The Defense Department last month unveiled plans to deploy a
powerful new communications technology for U.S. troops in Bosnia, and you could find most
of the parts at your local Radio Shack or Circuit City.
Most consumer electronics outlets stock the TV decoder boxes and pizza-size satellite
dishes that the Pentagon will field, with some modifications, to command-and-control units
in Europe and the former Yugoslavia this spring.
For nearly 2 million couch potatoes in the United States, the technology--marketed
under monikers such as DirecTV or PrimeStar--is just a way to get hundreds of channels of
digitized television programming and CD-quality sound.
For the Pentagon, it is a breakthrough in delivering bandwidth-hogging imagery, video
and data quickly and cheaply to troops on the move.
"We have broadcast satellites now in our inventory, but they're typically 9.6- and
2.4-kilobits/sec--very slow data rates," Air Force Col. Ed Mahen, technical assistant
to the director of the Advanced Research Projects Agency, said at a recent Pentagon
briefing.
For years, military communications experts have explored the potential benefits of
these systems, which employ extremely powerful satellites to transmit signals in a
concentrated beam that can be picked up by small dishes.
Last summer, after the Defense Science Board released a report entitled Improved
Application of Intelligence for the Battlefield, the Defense Information Systems
Agency and ARPA looked at how existing commercial systems could aid a U.S. deployment in
Bosnia.
The result, known as the Bosnia Command and Control Augmentation System, is an $88
million plan to field 45 tiny terminals, encryption equipment and related communications
devices at sites across Europe and Bosnia. Bandwidth for the system will come entirely
from a leased transponder on a commercial Orion satellite, as well as undersea fiber-optic
links between Europe and the United States leased from MCI Corp.
Over the next few months, DISA also will lease transponders on commercial Intelsat
satellites to create a secure tactical network relying on ultra-high bandwidth links to
very-small-aperture terminals at seven major command-and-control centers in Bosnia and
elsewhere in Europe.
All this will merely complement the massive communications infrastructure already
installed in Bosnia by the Army's 5th Signal Command and other military units [GCN,
Jan. 8, Page 1].
Some Pentagon mavens are describing Operation Joint Endeavor as the most heavily
networked military deployment ever. The insatiable demand for bandwidth is driven by an
explosion in the amount of graphical intelligence available to commanders.

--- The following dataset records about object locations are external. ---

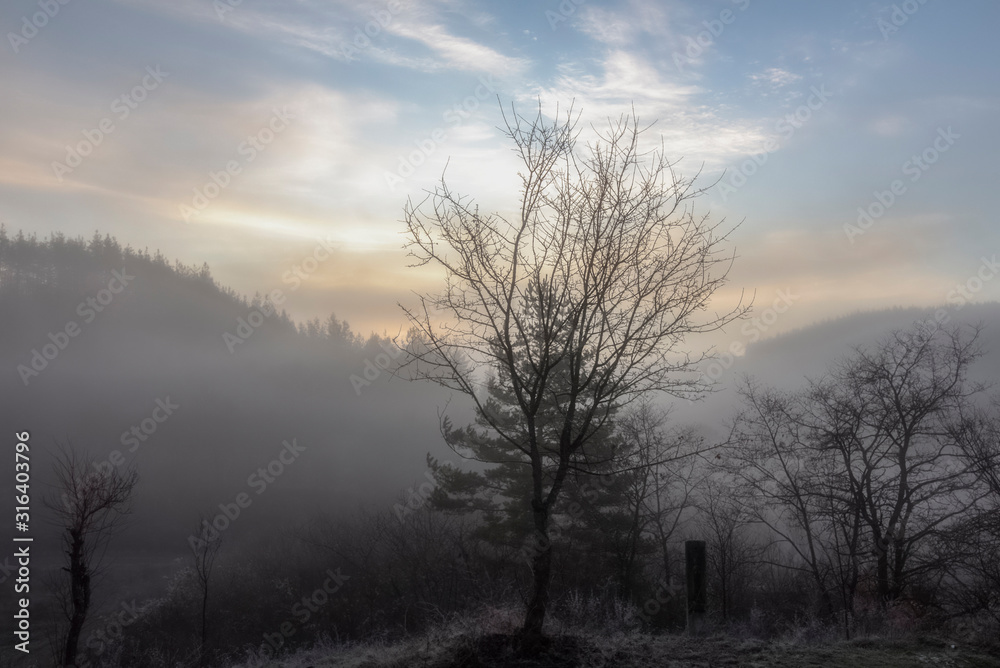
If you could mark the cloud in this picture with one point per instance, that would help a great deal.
(688, 127)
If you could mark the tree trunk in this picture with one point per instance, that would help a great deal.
(204, 624)
(79, 596)
(531, 632)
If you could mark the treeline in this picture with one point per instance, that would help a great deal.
(60, 267)
(866, 503)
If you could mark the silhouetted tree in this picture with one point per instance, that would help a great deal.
(577, 305)
(91, 506)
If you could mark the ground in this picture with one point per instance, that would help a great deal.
(634, 650)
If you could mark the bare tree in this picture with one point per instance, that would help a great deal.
(733, 555)
(578, 303)
(862, 472)
(203, 553)
(90, 507)
(662, 473)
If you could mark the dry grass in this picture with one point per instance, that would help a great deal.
(483, 641)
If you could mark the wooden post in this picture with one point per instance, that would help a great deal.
(694, 554)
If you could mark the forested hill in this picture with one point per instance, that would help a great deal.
(133, 358)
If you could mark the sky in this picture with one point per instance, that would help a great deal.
(851, 144)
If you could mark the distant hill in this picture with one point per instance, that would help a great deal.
(132, 337)
(99, 343)
(789, 360)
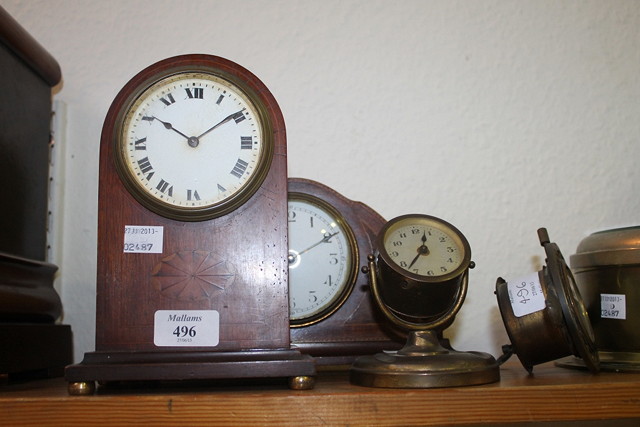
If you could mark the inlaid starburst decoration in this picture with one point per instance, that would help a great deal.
(192, 275)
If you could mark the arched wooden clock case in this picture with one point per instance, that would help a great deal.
(245, 247)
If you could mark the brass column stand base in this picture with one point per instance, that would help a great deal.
(424, 363)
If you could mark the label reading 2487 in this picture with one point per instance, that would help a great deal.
(140, 239)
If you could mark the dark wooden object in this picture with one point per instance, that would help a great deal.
(251, 241)
(31, 345)
(28, 73)
(357, 327)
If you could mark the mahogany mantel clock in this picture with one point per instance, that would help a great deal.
(333, 316)
(192, 231)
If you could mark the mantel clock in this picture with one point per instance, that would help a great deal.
(192, 231)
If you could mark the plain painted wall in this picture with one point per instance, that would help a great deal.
(498, 116)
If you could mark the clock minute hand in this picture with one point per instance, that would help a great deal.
(324, 239)
(220, 123)
(422, 250)
(169, 126)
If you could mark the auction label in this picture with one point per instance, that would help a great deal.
(186, 328)
(526, 295)
(139, 239)
(613, 306)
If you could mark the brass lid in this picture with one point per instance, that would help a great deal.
(620, 246)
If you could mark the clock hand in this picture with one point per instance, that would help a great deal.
(169, 126)
(325, 239)
(422, 250)
(220, 123)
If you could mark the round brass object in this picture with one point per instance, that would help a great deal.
(81, 388)
(302, 382)
(559, 326)
(606, 267)
(419, 281)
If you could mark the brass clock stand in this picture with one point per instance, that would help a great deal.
(426, 360)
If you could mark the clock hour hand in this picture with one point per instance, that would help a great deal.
(325, 239)
(422, 250)
(169, 126)
(221, 122)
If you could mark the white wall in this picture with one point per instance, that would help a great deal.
(498, 116)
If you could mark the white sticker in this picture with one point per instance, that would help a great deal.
(186, 328)
(140, 239)
(526, 295)
(613, 306)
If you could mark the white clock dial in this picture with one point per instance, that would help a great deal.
(424, 247)
(321, 261)
(192, 141)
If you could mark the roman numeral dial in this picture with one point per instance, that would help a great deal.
(192, 144)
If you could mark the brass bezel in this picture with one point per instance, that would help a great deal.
(352, 275)
(431, 221)
(217, 209)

Besides high-resolution pictures beamed down by numerous classified military
satellites, commanders in Bosnia want to view up-to-the-minute intelligence gathered by
the Joint Surveillance Target Attack Radar System, which can track hundreds of moving
vehicles in the dark, and Predator, an unmanned aerial vehicle loaded with digital imagery
sensors.
Instead of drip-feeding the intelligence to commanders in the field over traditional
links, DOD hopes to distribute them, on demand, over the direct broadcast satellites.

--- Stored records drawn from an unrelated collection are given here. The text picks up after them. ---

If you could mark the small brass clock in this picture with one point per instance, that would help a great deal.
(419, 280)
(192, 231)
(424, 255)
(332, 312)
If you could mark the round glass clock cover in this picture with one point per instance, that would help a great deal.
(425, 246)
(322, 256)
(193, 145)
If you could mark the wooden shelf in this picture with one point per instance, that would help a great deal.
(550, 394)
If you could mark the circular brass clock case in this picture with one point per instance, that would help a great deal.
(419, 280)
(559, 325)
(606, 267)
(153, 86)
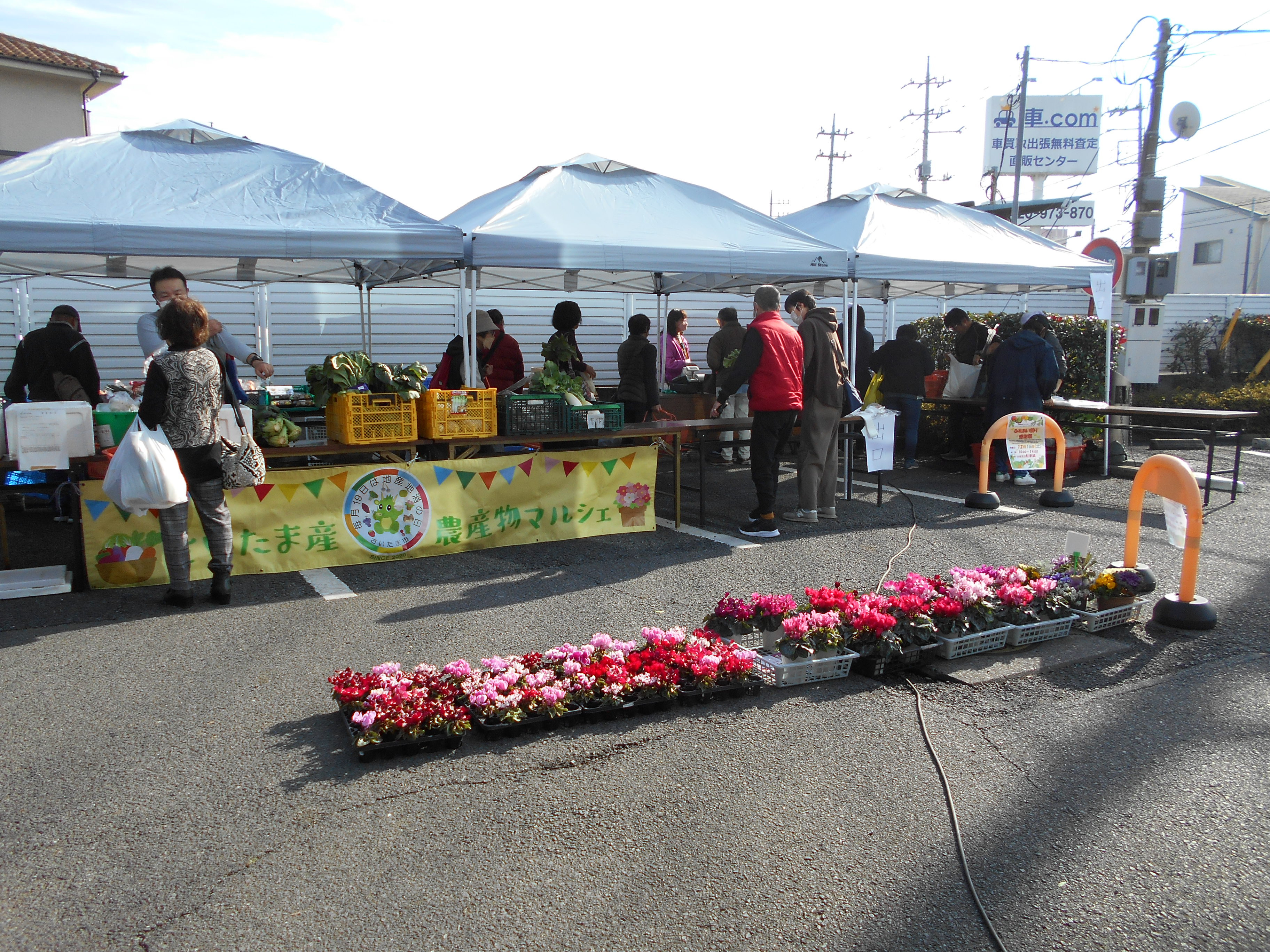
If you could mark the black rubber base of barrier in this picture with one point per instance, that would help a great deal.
(1057, 499)
(1192, 616)
(1149, 578)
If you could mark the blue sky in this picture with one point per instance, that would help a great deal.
(436, 106)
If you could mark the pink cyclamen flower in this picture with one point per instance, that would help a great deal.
(459, 669)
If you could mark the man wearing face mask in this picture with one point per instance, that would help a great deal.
(168, 284)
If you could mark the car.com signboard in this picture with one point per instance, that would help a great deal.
(1061, 135)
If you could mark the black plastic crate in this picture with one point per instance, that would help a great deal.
(576, 417)
(530, 414)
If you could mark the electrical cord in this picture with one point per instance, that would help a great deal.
(957, 827)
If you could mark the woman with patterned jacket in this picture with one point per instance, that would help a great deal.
(185, 395)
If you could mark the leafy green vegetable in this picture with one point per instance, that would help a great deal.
(351, 370)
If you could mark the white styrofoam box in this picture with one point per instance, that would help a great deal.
(229, 423)
(45, 436)
(26, 583)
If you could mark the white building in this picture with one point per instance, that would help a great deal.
(45, 94)
(1222, 248)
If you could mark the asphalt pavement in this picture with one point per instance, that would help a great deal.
(181, 781)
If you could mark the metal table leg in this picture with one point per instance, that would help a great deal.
(1235, 476)
(1208, 475)
(679, 484)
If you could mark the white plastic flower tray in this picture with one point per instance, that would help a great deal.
(779, 672)
(974, 644)
(1041, 631)
(1111, 617)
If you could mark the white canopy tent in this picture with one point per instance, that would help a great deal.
(592, 224)
(219, 206)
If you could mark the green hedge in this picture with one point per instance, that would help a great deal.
(1084, 341)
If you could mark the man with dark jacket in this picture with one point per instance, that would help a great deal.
(823, 375)
(905, 364)
(968, 347)
(771, 364)
(1023, 378)
(637, 371)
(723, 346)
(50, 353)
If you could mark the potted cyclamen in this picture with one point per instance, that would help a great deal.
(731, 619)
(632, 501)
(812, 635)
(769, 616)
(392, 711)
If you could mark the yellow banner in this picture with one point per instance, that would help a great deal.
(348, 515)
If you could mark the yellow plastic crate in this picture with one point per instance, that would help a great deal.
(450, 414)
(370, 418)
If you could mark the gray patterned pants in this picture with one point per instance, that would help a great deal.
(209, 499)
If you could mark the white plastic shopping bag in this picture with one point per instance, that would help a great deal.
(144, 473)
(962, 380)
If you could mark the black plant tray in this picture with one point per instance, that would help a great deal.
(877, 668)
(429, 744)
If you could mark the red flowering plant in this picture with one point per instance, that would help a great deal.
(771, 611)
(390, 705)
(809, 634)
(731, 617)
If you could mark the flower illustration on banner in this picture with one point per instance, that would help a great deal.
(632, 499)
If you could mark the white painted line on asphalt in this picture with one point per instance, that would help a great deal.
(705, 533)
(328, 584)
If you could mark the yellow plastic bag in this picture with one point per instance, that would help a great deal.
(873, 394)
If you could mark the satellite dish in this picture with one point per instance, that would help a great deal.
(1184, 120)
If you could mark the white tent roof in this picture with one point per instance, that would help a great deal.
(220, 206)
(594, 224)
(926, 247)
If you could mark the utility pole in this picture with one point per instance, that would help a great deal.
(924, 170)
(833, 134)
(1149, 195)
(1019, 136)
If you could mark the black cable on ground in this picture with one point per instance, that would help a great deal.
(957, 827)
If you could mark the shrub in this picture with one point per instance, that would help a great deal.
(1082, 339)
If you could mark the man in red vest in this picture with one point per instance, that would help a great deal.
(771, 362)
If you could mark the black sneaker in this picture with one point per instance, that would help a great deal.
(760, 529)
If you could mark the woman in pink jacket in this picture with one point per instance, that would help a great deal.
(675, 344)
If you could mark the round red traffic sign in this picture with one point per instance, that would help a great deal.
(1107, 251)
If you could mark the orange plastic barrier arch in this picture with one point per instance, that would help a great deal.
(997, 431)
(1170, 478)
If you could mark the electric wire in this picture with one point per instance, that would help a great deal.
(957, 826)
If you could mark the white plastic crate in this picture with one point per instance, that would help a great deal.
(973, 644)
(779, 672)
(1041, 631)
(1111, 617)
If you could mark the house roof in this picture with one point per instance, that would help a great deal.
(1231, 193)
(27, 51)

"You can think of this direct broadcast approach as having a long-range remote
control," said Paul Kaminski, undersecretary of Defense for acquisition and
technology.
Users will place an on-line request for an image file over ordinary low-bandwidth data
links, "and it will be deployed forward at high bandwidth to the theater," he
said.
DISA officials said they are evaluating proposals for direct broadcast terminals and
other equipment under an expedited acquisition schedule. Hughes Space and Communications
Co., which manufactures the satellites and licenses the technology for DirecTV, seems
poised to win some work.
DISA officials said they intend to have most of the system in place by April.